ミラノ(AP通信) – ヴェネツィア・ビエンナーレ現代美術展に参加する数十人のアーティストが、栄誉ある金獅子賞を授与する審査員不在の中で来場者が最高の国内パビリオンと参加者全体を決める投票を可能にする投票用紙から名前を削除しなければ、法的措置をとると脅している。
ヴェネツィア・ビエンナーレは、イスラエルとロシアの参加に抗議して審査員が辞任したことを受けて、権威ある金獅子賞が対決から外された5月9日、最近の記憶に残る中で最も混沌とした激動の回を迎えた。一般公開までのプレビュー週間は、イスラエルとロシアのパビリオンの外で大声で抗議活動が行われたのが特徴だった。

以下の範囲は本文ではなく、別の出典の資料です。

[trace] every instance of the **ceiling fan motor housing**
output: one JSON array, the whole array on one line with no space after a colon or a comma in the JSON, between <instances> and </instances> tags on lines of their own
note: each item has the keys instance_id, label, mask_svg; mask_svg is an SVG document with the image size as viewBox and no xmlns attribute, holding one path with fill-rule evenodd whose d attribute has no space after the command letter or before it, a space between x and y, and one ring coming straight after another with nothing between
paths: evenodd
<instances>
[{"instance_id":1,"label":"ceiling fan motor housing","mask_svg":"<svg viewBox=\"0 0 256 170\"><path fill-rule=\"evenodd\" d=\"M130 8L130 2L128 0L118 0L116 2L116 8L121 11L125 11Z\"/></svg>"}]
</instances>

ビエンナーレは、審査員賞の代わりに、ジャルディーニとアルセナーレの2つの主要会場で来場者による投票を発表し、最優秀国家パビリオンと、故クオ・コーヨー氏が監修した「短調の調」と題されたメインショーの最優秀参加者を表彰する2つの賞を受賞した。各賞はビエンナーレ閉幕日の11月22日に発表される予定。

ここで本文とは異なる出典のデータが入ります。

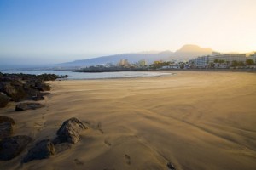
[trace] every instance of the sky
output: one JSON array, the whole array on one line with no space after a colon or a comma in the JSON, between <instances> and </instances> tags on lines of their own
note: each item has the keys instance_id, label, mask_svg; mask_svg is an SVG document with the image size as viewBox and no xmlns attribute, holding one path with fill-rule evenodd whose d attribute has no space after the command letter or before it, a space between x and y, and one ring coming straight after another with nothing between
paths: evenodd
<instances>
[{"instance_id":1,"label":"sky","mask_svg":"<svg viewBox=\"0 0 256 170\"><path fill-rule=\"evenodd\" d=\"M256 50L255 0L1 0L0 65L196 44Z\"/></svg>"}]
</instances>

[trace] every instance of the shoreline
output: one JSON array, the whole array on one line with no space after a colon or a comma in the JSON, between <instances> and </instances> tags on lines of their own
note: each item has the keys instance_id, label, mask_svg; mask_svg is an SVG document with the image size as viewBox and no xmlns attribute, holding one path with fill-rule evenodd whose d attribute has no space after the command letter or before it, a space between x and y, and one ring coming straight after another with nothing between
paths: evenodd
<instances>
[{"instance_id":1,"label":"shoreline","mask_svg":"<svg viewBox=\"0 0 256 170\"><path fill-rule=\"evenodd\" d=\"M253 169L256 77L247 72L176 71L175 76L49 82L46 106L0 116L15 134L54 139L63 121L89 127L65 152L25 169ZM196 74L195 74L196 73ZM230 83L236 82L236 83ZM17 169L19 157L0 161ZM170 164L169 164L170 165Z\"/></svg>"}]
</instances>

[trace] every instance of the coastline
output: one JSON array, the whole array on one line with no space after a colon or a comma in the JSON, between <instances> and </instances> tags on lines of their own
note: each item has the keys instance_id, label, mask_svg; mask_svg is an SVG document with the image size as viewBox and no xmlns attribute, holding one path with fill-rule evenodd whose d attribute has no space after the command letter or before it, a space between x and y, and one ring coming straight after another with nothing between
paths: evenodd
<instances>
[{"instance_id":1,"label":"coastline","mask_svg":"<svg viewBox=\"0 0 256 170\"><path fill-rule=\"evenodd\" d=\"M1 109L20 124L16 133L37 139L54 138L72 116L90 127L68 150L22 168L255 167L255 75L170 71L176 75L48 82L53 89L40 102L45 108ZM20 166L19 158L0 162L4 169Z\"/></svg>"}]
</instances>

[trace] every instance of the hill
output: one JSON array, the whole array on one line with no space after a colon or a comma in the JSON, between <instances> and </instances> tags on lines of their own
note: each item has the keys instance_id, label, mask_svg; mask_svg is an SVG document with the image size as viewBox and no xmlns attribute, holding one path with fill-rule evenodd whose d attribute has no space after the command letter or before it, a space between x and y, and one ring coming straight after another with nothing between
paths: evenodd
<instances>
[{"instance_id":1,"label":"hill","mask_svg":"<svg viewBox=\"0 0 256 170\"><path fill-rule=\"evenodd\" d=\"M107 63L116 64L120 60L127 60L130 63L136 63L141 60L145 60L151 64L155 60L189 60L193 57L211 54L212 49L209 48L201 48L197 45L184 45L175 53L171 51L162 51L160 53L134 53L122 54L115 55L102 56L88 60L75 60L68 63L62 63L63 66L80 66L96 65Z\"/></svg>"}]
</instances>

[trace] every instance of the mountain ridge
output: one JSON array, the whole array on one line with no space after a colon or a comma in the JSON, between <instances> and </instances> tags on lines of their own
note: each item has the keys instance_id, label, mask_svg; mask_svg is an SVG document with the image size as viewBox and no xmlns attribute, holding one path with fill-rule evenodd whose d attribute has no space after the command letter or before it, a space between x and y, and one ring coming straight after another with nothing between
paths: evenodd
<instances>
[{"instance_id":1,"label":"mountain ridge","mask_svg":"<svg viewBox=\"0 0 256 170\"><path fill-rule=\"evenodd\" d=\"M72 62L62 63L61 65L104 65L107 63L116 64L120 60L127 60L131 63L138 62L145 60L147 63L150 64L155 60L189 60L193 57L209 55L213 50L210 48L201 48L198 45L186 44L180 49L172 52L170 50L160 51L157 53L127 53L120 54L113 54L108 56L100 56L87 60L74 60Z\"/></svg>"}]
</instances>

水曜日に発表された抗議書簡では、投票プロセスは「透明性と説明責任を欠いている」と述べ、5月20日に行われたアーティストたちの名前削除を求める最初の要請にビエンナーレが応じなかったと不満を述べた。この抗議書にはキュレーターとコミッショナーも署名した。
アーティストらは法的措置に向けた措置を開始していると述べた。
コメント要請に応じてビエンナーレはアーティスト、キュレーター、コミッショナーらに5月28日付の書簡を提出し、その中で「すべての来場者に表現の自由を確保するため」投票用紙にすべての名前を残すと述べたが、署名者はいずれも受賞の対象にはならないと述べた。

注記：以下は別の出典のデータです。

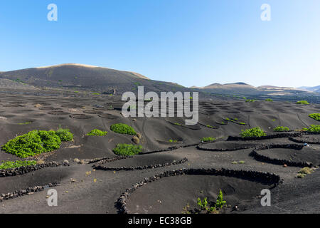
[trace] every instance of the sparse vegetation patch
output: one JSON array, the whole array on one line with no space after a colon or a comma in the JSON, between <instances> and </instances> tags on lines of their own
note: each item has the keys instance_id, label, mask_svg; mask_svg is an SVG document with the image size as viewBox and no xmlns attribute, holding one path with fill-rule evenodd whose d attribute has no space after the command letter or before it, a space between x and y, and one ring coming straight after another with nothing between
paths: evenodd
<instances>
[{"instance_id":1,"label":"sparse vegetation patch","mask_svg":"<svg viewBox=\"0 0 320 228\"><path fill-rule=\"evenodd\" d=\"M32 130L9 140L1 149L6 152L25 158L59 149L61 141L69 141L73 138L73 135L69 130L60 129L57 132Z\"/></svg>"},{"instance_id":2,"label":"sparse vegetation patch","mask_svg":"<svg viewBox=\"0 0 320 228\"><path fill-rule=\"evenodd\" d=\"M63 129L59 128L55 134L59 136L63 142L68 142L73 140L73 134L70 132L69 129Z\"/></svg>"},{"instance_id":3,"label":"sparse vegetation patch","mask_svg":"<svg viewBox=\"0 0 320 228\"><path fill-rule=\"evenodd\" d=\"M306 130L309 133L320 133L320 125L311 125L309 128L302 128L303 130Z\"/></svg>"},{"instance_id":4,"label":"sparse vegetation patch","mask_svg":"<svg viewBox=\"0 0 320 228\"><path fill-rule=\"evenodd\" d=\"M60 138L53 130L33 130L11 140L2 150L24 158L59 149L60 144Z\"/></svg>"},{"instance_id":5,"label":"sparse vegetation patch","mask_svg":"<svg viewBox=\"0 0 320 228\"><path fill-rule=\"evenodd\" d=\"M87 136L105 136L107 134L107 131L102 131L98 129L93 129L87 134Z\"/></svg>"},{"instance_id":6,"label":"sparse vegetation patch","mask_svg":"<svg viewBox=\"0 0 320 228\"><path fill-rule=\"evenodd\" d=\"M273 131L276 132L283 132L283 131L289 131L290 129L287 127L278 126L273 129Z\"/></svg>"},{"instance_id":7,"label":"sparse vegetation patch","mask_svg":"<svg viewBox=\"0 0 320 228\"><path fill-rule=\"evenodd\" d=\"M202 142L212 142L214 140L215 140L215 138L213 137L203 137L201 138Z\"/></svg>"},{"instance_id":8,"label":"sparse vegetation patch","mask_svg":"<svg viewBox=\"0 0 320 228\"><path fill-rule=\"evenodd\" d=\"M36 161L2 161L0 164L0 170L14 169L20 167L31 166L37 164Z\"/></svg>"},{"instance_id":9,"label":"sparse vegetation patch","mask_svg":"<svg viewBox=\"0 0 320 228\"><path fill-rule=\"evenodd\" d=\"M245 130L242 130L240 135L242 138L259 138L267 135L260 127L247 129Z\"/></svg>"},{"instance_id":10,"label":"sparse vegetation patch","mask_svg":"<svg viewBox=\"0 0 320 228\"><path fill-rule=\"evenodd\" d=\"M110 129L112 131L119 133L134 135L137 134L136 131L132 127L128 126L124 123L117 123L111 125Z\"/></svg>"},{"instance_id":11,"label":"sparse vegetation patch","mask_svg":"<svg viewBox=\"0 0 320 228\"><path fill-rule=\"evenodd\" d=\"M309 115L311 118L320 121L320 113L312 113Z\"/></svg>"},{"instance_id":12,"label":"sparse vegetation patch","mask_svg":"<svg viewBox=\"0 0 320 228\"><path fill-rule=\"evenodd\" d=\"M297 101L297 104L298 104L298 105L309 105L309 103L306 100L299 100L299 101Z\"/></svg>"},{"instance_id":13,"label":"sparse vegetation patch","mask_svg":"<svg viewBox=\"0 0 320 228\"><path fill-rule=\"evenodd\" d=\"M132 156L139 154L142 151L141 145L132 144L118 144L117 147L113 149L113 152L121 156Z\"/></svg>"}]
</instances>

抗議文では、訪問者に「数えられない票を投票する」よう求めており、この手続きは「時間の無駄」だとしている。
陪審は辞任通知の中で、ウクライナとガザでの戦争における人道に対する罪に対する国際刑事裁判所の捜査を引用し、ロシアとイスラエルの名を挙げた。
ビジターズ賞へのノミネートの削除を求めている署名者の中には、メインショーに参加する約70人のアーティストと、アイスランド、ノルウェー、デンマークのパビリオンを含む約40の各国パビリオンが含まれており、これらの国々は、ウクライナへの本格的な侵攻以来初めてロシアのビエンナーレへの復帰を禁止する呼びかけを主導した。
オーストリア人アーティスト、フロレンティーナ・ホルツィンガーも含まれており、オーストリア・パビリオン外の移動トイレからのリサイクル廃水をフィーチャーした彼の展示は、ビエンナーレで最も人気のある展示の一つでした。